Interesting article about it:

Archive: https://archive.ph/4EURk

https://www.forbes.com/sites/startswithabang/2018/09/22/ask-ethan-why-arent-rays-of-sunshine-parallel/

You might suspect that clouds are like prisms or lenses, diverging or refracting the light beams and causing them to spread out. But that's not actually the case; the clouds themselves absorb and re-emit the light pretty evenly in all directions, which is why they're not transparent.

Then goes on to say

It's only where the clouds don't absorb most-or-all of the light that you get the sunbeam effect. As it turns out, these rays actually are, to the best we can measure, truly parallel lines, consistent with the Sun being extremely far away. If you found some rays of sunlight that were directed neither towards you nor away from you, but perpendicular to your line-of-sight, you'd observe completely parallel sunbeams. ... ... ... The reason you have a beam at all is because of the perspective of the surrounding shadows, and our eyes' ability to pick out the relative brightness of direct sunlight against a surrounding backdrop of relative darkness. The reason the rays appear to have a diverging shape is because of perspective, and the fact that these truly parallel rays of light are land closer to us than their point-of-origin, way back at the bottoms of the clouds. The Sun's rays really are parallel, but unless they're coming in perpendicular to you, they won't appear to be so. That's simply what it looks like when you view parallel lines as they recede away from you.

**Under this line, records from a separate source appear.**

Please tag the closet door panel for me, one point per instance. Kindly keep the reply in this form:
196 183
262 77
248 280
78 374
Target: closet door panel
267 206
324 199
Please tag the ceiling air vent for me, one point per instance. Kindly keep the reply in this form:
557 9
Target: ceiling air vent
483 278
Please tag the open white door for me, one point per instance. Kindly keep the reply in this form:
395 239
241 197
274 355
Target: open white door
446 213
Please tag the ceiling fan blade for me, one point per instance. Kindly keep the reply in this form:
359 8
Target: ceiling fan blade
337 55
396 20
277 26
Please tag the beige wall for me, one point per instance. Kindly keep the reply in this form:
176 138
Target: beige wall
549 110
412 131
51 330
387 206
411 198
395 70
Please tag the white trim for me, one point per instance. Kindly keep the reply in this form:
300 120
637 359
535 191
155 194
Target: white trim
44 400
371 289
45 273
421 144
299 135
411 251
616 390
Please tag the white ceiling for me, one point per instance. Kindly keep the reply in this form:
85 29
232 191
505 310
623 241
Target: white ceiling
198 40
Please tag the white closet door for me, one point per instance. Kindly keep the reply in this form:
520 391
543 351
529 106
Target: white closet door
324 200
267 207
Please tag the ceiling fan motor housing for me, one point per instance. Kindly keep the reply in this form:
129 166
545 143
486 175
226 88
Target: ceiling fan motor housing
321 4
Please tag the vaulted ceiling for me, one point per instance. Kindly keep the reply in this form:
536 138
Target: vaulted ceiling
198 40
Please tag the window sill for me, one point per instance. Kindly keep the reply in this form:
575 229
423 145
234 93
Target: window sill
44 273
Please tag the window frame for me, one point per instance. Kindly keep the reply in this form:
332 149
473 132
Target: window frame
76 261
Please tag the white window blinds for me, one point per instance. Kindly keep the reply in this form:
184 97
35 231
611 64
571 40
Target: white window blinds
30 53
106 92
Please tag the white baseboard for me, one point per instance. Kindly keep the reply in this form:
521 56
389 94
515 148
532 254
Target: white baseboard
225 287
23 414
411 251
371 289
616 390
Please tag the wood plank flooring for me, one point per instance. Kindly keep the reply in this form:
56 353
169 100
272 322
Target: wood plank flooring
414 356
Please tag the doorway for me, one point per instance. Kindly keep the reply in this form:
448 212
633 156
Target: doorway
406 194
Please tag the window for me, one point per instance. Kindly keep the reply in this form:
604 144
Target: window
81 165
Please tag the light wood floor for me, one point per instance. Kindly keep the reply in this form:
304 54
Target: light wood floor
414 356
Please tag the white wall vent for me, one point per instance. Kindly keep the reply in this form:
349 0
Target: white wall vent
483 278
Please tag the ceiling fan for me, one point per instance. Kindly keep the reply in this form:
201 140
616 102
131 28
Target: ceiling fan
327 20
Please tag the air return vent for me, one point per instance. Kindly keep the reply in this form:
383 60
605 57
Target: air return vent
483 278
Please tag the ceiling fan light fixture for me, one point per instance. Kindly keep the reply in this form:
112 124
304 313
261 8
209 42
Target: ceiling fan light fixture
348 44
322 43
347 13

So the part I mentioned about "what's shadowed or blinded" hitting your eye is a main part of it combined with perspective.

[–]CreditKnifeMan 1 insightful - 1 fun1 insightful - 0 fun2 insightful - 1 fun -  (2 children)

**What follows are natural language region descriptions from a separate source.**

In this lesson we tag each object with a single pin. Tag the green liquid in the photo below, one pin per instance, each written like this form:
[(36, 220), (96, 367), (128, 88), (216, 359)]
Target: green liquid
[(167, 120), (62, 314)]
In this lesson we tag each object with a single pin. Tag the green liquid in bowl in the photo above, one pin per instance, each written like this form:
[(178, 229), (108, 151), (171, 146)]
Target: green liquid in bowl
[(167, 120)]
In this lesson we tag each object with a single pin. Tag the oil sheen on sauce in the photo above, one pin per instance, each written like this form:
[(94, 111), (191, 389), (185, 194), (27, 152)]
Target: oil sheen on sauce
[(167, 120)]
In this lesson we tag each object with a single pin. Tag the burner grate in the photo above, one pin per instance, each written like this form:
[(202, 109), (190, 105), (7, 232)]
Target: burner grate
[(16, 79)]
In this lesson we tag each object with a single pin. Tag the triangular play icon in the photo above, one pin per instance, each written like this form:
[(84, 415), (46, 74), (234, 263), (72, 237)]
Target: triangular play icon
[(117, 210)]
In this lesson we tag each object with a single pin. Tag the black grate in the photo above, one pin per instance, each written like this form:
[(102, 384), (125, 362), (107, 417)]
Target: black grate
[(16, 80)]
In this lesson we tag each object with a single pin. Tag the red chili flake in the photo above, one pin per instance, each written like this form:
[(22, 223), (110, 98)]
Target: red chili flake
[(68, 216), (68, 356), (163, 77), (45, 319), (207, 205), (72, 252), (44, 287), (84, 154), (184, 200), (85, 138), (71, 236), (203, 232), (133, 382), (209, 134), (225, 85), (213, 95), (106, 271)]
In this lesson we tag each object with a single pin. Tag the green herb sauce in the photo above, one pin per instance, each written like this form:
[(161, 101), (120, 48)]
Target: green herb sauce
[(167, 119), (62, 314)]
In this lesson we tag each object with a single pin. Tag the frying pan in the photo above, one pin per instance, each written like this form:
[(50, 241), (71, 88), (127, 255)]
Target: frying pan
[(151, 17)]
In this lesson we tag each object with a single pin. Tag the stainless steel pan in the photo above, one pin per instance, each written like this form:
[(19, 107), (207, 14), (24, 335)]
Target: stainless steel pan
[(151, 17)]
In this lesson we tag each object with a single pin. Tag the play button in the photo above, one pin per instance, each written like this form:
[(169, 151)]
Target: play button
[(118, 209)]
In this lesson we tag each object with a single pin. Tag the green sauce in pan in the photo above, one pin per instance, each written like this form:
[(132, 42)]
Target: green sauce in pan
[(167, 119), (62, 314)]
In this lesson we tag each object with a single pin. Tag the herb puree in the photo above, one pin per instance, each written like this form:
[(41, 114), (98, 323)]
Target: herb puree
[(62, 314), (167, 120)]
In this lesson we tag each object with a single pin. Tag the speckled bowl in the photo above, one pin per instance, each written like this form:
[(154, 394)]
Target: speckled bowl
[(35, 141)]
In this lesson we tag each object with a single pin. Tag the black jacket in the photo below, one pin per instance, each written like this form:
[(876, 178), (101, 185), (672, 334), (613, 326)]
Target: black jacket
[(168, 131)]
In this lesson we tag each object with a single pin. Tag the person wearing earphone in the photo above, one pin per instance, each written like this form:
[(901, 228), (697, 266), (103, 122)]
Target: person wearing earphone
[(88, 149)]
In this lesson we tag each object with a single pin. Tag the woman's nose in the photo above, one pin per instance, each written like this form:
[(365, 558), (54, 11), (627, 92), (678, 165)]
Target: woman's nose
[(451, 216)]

That doesn't explain the demonstrably differing angles of the solar rays; converging on the sun, which is not at or near the horizon.
These rays aren't shadowed.

Also the "paint of origin" isn't a point. It's a giant ball of radiating light in the sky.

There should be 0.00 degrees of angle between rays from a source that is 90 million miles away.

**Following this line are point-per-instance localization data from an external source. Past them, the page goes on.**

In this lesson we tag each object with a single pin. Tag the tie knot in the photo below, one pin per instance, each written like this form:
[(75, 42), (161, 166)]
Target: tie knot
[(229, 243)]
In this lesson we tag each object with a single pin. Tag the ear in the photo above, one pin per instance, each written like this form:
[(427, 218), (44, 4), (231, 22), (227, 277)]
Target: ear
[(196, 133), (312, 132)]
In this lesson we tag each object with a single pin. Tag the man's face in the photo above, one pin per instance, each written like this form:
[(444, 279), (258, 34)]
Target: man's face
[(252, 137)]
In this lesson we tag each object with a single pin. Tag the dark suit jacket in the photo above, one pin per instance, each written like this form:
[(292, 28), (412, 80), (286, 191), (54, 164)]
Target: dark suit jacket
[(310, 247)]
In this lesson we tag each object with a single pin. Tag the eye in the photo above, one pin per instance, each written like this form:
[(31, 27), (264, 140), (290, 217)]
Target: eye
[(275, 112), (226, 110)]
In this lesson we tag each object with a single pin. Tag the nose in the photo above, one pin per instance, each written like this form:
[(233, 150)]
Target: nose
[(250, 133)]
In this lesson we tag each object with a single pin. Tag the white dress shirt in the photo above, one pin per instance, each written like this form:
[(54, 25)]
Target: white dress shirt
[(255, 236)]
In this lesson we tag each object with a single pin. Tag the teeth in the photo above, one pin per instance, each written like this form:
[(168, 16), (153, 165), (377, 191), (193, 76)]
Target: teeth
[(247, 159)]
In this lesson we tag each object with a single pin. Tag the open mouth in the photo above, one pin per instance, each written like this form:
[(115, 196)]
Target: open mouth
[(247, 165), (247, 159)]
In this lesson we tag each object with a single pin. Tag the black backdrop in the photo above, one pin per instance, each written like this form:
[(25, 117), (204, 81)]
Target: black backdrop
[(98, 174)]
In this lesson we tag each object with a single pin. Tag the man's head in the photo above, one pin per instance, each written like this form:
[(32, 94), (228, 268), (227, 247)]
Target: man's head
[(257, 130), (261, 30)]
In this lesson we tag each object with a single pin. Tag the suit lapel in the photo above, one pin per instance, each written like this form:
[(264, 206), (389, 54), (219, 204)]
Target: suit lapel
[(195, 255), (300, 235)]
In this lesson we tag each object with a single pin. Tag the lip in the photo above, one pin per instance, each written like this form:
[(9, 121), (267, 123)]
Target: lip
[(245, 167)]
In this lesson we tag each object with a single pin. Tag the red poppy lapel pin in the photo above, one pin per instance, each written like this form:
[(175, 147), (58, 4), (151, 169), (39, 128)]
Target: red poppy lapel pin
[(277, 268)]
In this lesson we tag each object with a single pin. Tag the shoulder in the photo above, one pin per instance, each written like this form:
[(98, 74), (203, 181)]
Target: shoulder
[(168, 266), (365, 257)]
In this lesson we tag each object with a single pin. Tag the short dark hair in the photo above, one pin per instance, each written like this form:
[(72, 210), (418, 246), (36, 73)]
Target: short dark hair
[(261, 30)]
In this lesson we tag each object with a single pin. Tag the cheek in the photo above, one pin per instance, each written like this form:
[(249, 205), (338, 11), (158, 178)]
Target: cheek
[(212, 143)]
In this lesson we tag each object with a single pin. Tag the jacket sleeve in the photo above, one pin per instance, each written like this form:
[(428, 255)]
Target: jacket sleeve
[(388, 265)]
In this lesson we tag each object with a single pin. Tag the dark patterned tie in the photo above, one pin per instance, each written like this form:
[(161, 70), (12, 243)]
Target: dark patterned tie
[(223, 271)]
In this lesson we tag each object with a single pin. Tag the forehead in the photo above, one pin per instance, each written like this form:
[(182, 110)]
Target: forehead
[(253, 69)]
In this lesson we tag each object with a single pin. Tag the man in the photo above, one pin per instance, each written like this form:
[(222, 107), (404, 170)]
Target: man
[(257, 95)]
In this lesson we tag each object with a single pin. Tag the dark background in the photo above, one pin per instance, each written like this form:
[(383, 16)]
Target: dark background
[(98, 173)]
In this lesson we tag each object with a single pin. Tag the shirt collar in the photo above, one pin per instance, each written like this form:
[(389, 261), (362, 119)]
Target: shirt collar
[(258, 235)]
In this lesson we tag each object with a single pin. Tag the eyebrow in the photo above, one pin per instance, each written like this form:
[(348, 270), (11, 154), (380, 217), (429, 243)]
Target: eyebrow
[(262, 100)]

Why aren't there more scientific articles dedicated to this?

It doesn't make sense.

[–]JasonCarswellPlatinum Foil Fedora 2 insightful - 2 fun2 insightful - 1 fun3 insightful - 2 fun -  (1 child)

Perspective.

[–]Yin 2 insightful - 2 fun2 insightful - 1 fun3 insightful - 2 fun -  (0 children)

^

Anything seemingly "parallel" will appear very different (not parallel) if you're viewing it at position of one of the ends, then add in much of it being shadowed/blocked. The difference the side image shows (in the article) is a good example of the other perspective that makes it look logical. The small portion of light emanating from the sun that hits the tiny speck that is Earth wouldn't exactly be parallel (light would be both converging and diverging at the points it's hitting Earth, I assume), although it's close enough considering the vast distance.